There has been a good deal of talk about the IIF/ACES system, but there seems to be a lot of misunderstanding as to exactly what it is. A lot of the early talk centered around the proposed file format to contain ACES information, but the file format is only a very small part of what the system is intended to be, and one of the least significant.
The IIF/ACES system has been developed by the Academy of Motion Picture Arts & Sciences technology committee, and is basically intended to provide a way to achieve more accurate color (and much more range to manipulate that color) from all cameras (both electronic and film) in a simpler way, along with being able to exchange that information among many vendors during the post production process while retaining consistency and accuracy. IIF stands for “Image Interchange Format,” which refers primarily to the file format proposed to carry ACES information, which is itself based on ILM’s Open EXR format. ACES stands for “Academy Color Encoding Specification,” which refers to the color space used by the process. It is that color space that is the key to the proposed system.

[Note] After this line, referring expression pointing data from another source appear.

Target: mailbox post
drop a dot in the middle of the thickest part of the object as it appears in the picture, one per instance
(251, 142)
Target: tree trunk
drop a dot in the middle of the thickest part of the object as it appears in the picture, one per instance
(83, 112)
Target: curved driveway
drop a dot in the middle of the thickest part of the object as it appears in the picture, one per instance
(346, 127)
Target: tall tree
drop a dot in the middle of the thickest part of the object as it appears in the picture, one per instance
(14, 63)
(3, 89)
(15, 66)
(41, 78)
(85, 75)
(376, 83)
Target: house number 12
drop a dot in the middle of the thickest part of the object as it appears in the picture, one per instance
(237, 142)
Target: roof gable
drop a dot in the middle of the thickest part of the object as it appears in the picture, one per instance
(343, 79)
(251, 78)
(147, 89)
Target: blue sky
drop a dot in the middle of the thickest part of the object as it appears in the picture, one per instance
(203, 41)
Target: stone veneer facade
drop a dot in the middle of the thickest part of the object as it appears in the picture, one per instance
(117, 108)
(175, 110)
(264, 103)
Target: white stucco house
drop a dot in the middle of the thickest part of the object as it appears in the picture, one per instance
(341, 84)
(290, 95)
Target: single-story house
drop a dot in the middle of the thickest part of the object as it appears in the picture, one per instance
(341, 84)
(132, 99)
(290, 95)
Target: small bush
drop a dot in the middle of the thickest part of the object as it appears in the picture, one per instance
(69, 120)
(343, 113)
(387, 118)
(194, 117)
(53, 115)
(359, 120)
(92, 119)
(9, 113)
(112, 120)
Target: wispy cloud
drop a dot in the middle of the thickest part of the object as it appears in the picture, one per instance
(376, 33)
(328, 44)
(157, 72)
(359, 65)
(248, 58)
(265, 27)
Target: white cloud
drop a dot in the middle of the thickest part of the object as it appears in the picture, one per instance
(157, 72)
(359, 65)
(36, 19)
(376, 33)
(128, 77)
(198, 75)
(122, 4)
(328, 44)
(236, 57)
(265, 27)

When dealing with images through post production today, most processes rely on the camera manufacturer to provide a representative image of what was shot as a starting point for further manipulation via color grading, visual effects, or other post processes. In almost every case, that image is what we might call “display referred,” which means that is created with reference to the display it’s going to be viewed on. This is particularly obvious with HDTV images, which are usually targeted to a standard display specification known as Rec709. Regardless of the capture method, color is usually manipulated in this color space, which means that the colors and values that are possible are limited to those that are allowed by the display. This makes sense, but more often than not, the camera is capable of capturing far more information than a Rec709 display can show, and that is lost in the process. There have been various attempts at retaining more of that information. Some of these would include Panavision, Sony, and Arri’s use of logarithmic encoding curves to allow for more information to be available within a Rec709 limitation by “compressing” the values into a lower contrast container. Cameras that can deliver sensor RAW data, such as Red, Phantom, and Alexa present a slightly better situation in that all of the sensor’s captured range is supplied to post production for manipulation, although it is also necessary to process these values in order to see a coherent RGB image. In all of these cases, however, the color grading process is usually working in a specific display targeted color environment. ACES attempts to change this in various ways, but its basic intent is to provide a much larger container to represent real world color values, allowing more accuracy to the original scene. It then takes the result, renders an image using a “standard” renderer (we’ll talk about that later), and uses transforms to yield a version of that image for whatever display device is being used. How it does this is the key to the system.
First, ACES defines a theoretically unlimited color space, one in which any value possible in the visible spectrum can be described. Second, ACES is not based on “display referred” color, it is based on what we would call “scene referred” or in some cases, “image referred” values. This means that when encoding to the ACES color space, the values are “reverse engineered” to represent what was actually shot, regardless of the camera used to shoot it. This requires the use of linear light values to represent the way real world physics works rather than the way our eyes work. By doing an extensive series of characterizations of the cameras that are used, along with their optical systems, a very accurate picture of the real world light values in the original captured scene can be obtained. This is what is used to create what is known as the Input Device Transform, or IDT, for the particular camera being characterized, and that in turn is used to create the ACES representation. That representation can then be manipulated within the ACES color space without loss, as that space is basically unlimited. An image is created from that information by using what is called the Reference Rendering Transform, or RRT. The RRT is designed to represent an “idealized” image from the ACES data that can be viewed on any device by passing it through an Output Device Transform, or ODT. The combination of the RRT and the ODT are the heart of the ACES output system, and are roughly analogous to the use of an rendered image followed by a display LUT in a typical film targeted digital intermediate system. The RRT has been developed over a number of years, and though originally based on film colorimetry as it seemed to represent the most pleasing image,it has been modified numerous times based on a lot of thought and testing as to what best represents real world photography in a way that is pleasing to human perception. The result of the RRT is then passed through the ODT for display on either a projection or electronic display, depending on the particular situation. For most colorists who have been involved in testing the ACES implemention, it provides a much more idealized “starting point” than has been previously possible, with better greyscale representation, better saturation, and more accurate color. With ACES, true “one light” dailies become reasonably accurate and sensible, and final grading becomes easier and more creative.
Because this is one of the more technically involved topics I’ve posted on here, I’m going to cut this introduction a bit short and continue with some observations in another post. Suffice it to say that having been involved in ACES testing, I’m a believer in the system and its intent, and will continue to be involved in helping to test and improve it in the future.